- جست‌وجوگران
- Created by: Mohammad Ali Sadjadi
- Starring: Masoud Rayegan Payam Dehkordi Masoumeh Mir-Hosseini Reza Babak Farahnaz Manafi Zaher Reza Kianian
- Country of origin: Iran
- No. of episodes: 14

Production
- Running time: 45 minutes

Original release
- Network: IRIB 2 (Iran)
- Release: November 25, 2009 – present

= The Searchers (TV series) =

2009 Iranian TV series

The Searchers (جست‌وجوگران /fa/) is an Iranian TV series broadcast in 2009. It is written and directed by Mohammad Ali Sadjadi.
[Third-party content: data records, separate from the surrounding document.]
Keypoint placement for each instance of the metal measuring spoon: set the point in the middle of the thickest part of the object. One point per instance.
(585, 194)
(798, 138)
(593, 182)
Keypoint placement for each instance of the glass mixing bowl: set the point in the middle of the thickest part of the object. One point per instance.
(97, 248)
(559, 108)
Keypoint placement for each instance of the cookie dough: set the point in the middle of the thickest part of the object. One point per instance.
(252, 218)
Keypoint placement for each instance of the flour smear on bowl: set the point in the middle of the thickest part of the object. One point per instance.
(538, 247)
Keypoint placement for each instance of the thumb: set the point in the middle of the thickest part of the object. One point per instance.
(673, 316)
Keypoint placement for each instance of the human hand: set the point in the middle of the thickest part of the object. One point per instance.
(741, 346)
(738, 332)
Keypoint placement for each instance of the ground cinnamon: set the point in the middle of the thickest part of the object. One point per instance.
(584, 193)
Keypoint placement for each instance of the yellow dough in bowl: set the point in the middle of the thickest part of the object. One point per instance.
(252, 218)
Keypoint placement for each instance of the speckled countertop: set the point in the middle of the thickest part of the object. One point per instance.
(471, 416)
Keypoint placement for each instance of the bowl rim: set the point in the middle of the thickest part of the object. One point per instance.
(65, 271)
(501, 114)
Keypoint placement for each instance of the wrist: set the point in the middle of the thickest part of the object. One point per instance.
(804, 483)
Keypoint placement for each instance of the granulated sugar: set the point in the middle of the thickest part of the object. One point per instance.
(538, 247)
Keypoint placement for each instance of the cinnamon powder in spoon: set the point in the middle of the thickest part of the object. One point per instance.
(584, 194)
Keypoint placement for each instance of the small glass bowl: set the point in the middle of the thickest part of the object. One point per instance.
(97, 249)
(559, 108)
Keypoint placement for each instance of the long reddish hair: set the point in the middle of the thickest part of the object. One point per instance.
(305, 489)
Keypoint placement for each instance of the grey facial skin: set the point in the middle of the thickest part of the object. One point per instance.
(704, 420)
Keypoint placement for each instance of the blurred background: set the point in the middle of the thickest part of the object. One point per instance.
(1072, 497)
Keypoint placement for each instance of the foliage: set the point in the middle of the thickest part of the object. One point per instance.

The theme of the series is about two Inspectors from Iran's General inspection Organization (Persian:سازمان بازرسی کل کشور) searching for economic crimes and corruptions among Iranian corporations and manufacturers. The series is produced episodically. It is on Iranian TV every Wednesday.

==The cast==
- Masoud Rayegan as Inspector Ata Bahrami. The main character of the series, an experienced inspector at the organization that solves financial crime files. He usually smokes and is of Lori origin.
- Payam Dehkordi as Inspector Majid Moghaddam. A former police officer of the Mazandarani origin. His character is a person too much interested in eating while working. He's Ata Bahrami's assistant.
- Masoumeh Mir-Hosseini as Pari Shakeri - A specialist working in organization for Signature and handwriting recognition. She sometimes receives some inspirations, e.g. in episode 6 she was inspired the bad happening to Maj. Rahimi.
- Reza Babak as Ebadi

===Guest actors===
- Reza Kianian as Haji AbediZadeh (in episode 5)
- Pantea Bahram as Mrs. Soodabeh Fazli (in episode 6)- The secretary of Mr. Sabeti.